Na década de 30, José e Tiana formam um casal de colonos que, juntamente a outros desbravadores, irão povoar essa terra misteriosa e intensa que futuramente será batizada de Londrina. A trajetória é requintada pela narrativa prosaica e prolixa deste autor, que faz uma composição de romance histórico e biográfico, cuja minúcia e originalidade tornam a experiência da leitura algo crível, a sensibilidade aos detalhes na vida de seus narrados, juntamente à descrição do nascimento de uma região notória do Paraná, deixa tudo tão eloquente que há momentos em que parece estarmos diante de um texto verídico..., tal mescla faz deste livro um volume singular.

TERRA VERMELHA é uma trama dentro de outra trama. Começa com um José desafortunado, num leito de hospital, lânguido, o crepúsculo a velar-lhe. Enquanto isso, os filhos, basicamente indiferentes, apenas aguardam, alguns sem esconder o enfado ante o destino do pai que parece inevitável. É precisamente esta espera o conteúdo da obra; é nesta espera de sete dias e sete noites, que então alguns deles irão rememorar os feitos e as aventuras de seus genitores.

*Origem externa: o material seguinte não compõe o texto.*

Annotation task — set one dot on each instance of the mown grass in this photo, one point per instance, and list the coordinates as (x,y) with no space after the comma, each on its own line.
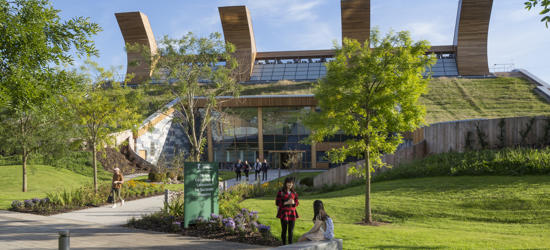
(450,99)
(41,180)
(508,161)
(492,212)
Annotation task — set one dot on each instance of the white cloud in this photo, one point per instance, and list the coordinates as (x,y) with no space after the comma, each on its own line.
(431,31)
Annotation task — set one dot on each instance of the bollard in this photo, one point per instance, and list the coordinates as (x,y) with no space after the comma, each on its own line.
(64,240)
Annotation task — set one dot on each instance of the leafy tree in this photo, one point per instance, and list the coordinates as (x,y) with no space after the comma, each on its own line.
(372,95)
(197,70)
(34,41)
(101,106)
(530,4)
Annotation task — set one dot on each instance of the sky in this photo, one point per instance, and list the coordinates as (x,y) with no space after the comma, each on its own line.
(516,36)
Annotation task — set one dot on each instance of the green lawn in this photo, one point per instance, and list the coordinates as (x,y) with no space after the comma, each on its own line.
(41,180)
(432,213)
(450,99)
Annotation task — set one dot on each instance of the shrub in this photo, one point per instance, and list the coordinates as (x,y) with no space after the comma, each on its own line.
(155,177)
(16,205)
(171,174)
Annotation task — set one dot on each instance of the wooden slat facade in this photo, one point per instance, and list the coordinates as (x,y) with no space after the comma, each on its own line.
(471,37)
(266,101)
(355,19)
(135,29)
(237,29)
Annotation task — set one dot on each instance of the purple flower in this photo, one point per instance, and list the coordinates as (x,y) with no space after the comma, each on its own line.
(264,228)
(28,203)
(16,204)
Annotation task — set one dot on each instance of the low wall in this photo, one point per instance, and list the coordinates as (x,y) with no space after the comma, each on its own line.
(334,244)
(457,136)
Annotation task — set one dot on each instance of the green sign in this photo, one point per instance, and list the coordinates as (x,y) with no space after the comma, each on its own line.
(200,190)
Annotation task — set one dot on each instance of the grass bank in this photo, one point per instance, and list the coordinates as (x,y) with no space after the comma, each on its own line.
(509,161)
(432,213)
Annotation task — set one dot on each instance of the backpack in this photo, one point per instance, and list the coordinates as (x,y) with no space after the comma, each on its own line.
(329,233)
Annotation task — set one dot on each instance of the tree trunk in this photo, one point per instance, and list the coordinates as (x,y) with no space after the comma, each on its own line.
(368,214)
(94,163)
(25,156)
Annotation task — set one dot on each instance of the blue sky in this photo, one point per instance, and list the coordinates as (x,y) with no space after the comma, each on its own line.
(516,36)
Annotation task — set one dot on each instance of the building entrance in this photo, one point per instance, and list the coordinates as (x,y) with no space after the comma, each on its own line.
(286,159)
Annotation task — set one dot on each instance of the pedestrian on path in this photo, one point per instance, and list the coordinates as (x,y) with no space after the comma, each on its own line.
(118,179)
(287,201)
(257,168)
(237,169)
(265,166)
(246,168)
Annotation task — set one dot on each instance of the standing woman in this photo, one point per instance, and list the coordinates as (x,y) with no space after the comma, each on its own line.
(237,169)
(118,179)
(246,168)
(287,201)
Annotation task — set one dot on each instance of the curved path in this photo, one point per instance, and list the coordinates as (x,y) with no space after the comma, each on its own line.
(29,231)
(100,228)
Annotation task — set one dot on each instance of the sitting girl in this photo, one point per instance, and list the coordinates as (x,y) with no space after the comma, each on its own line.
(323,229)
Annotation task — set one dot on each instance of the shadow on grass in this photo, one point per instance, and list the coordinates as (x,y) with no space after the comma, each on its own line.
(404,247)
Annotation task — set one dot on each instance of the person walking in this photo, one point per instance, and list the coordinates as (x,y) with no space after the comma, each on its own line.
(257,168)
(246,168)
(323,228)
(265,166)
(237,169)
(118,179)
(287,201)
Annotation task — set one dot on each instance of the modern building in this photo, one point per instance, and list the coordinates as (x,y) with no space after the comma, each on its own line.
(270,126)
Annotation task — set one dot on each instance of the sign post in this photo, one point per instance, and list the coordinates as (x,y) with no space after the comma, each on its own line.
(200,190)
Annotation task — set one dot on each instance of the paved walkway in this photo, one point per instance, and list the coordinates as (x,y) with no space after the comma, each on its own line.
(107,215)
(116,216)
(272,174)
(28,231)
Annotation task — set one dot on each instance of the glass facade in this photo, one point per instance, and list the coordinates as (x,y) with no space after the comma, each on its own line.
(283,132)
(235,135)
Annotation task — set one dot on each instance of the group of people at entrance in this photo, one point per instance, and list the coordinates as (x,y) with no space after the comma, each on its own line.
(258,167)
(287,201)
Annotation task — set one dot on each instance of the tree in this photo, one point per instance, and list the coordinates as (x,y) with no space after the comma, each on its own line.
(34,41)
(101,106)
(198,71)
(372,95)
(531,4)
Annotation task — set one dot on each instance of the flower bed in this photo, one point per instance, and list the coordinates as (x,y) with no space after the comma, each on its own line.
(84,197)
(243,227)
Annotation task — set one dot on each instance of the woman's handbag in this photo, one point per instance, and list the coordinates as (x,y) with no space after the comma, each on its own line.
(110,198)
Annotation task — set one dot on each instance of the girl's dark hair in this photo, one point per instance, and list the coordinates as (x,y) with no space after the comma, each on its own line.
(288,180)
(319,211)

A conjuntura revela pouco dos filhos, e parece ser proposital, apenas denuncia o atual instante, ali, no hospital a velar o pai. Podemos verificar conflito entre eles, a amofinação, o desconforto, a desconfiança, a insignificância do ato, até mesmo a avareza condicionada pelo moribundo, cujas diárias de internação custam muito caro. Porém, a proza entre eles é o convite à história de José e Tiana, os genitores da família que desbravaram a terra vermelha, e o leitor entra de cabeça na vida dos Pellerinis. Em alguns instantes ficamos tão submersos que subcapítulos se mostram necessários para nos resgatar de volta ao presente, na sala de hospital, onde José segue diante da ampulheta da morte a derramar os últimos grãos e os filhos esperando pelo fim, como abutres ansiando o último sopro. Tais instantes soam como intervalos da narrativa; ou seja, uma trama dentro da trama; quase como um corte providencial, um espaço dedicado aos patrocinadores, enquanto vamos até a geladeira nos recompor com um copo d’água.

TERRA VERMELHA e uma obra estupenda! Certamente muitos leitores irão se familiarizar com a brasilidade de José e Tiana; gente que viveu num tempo diferente, que exigia maior austeridade e pouca vaidade; gente que viu cidades começarem do zero, que tiveram o contato direto com a natureza a ser desbravada..., sendo eles mesmo, os primeiros cidadãos, tão identificados com essa mesma natureza austera, selvagem e rubra.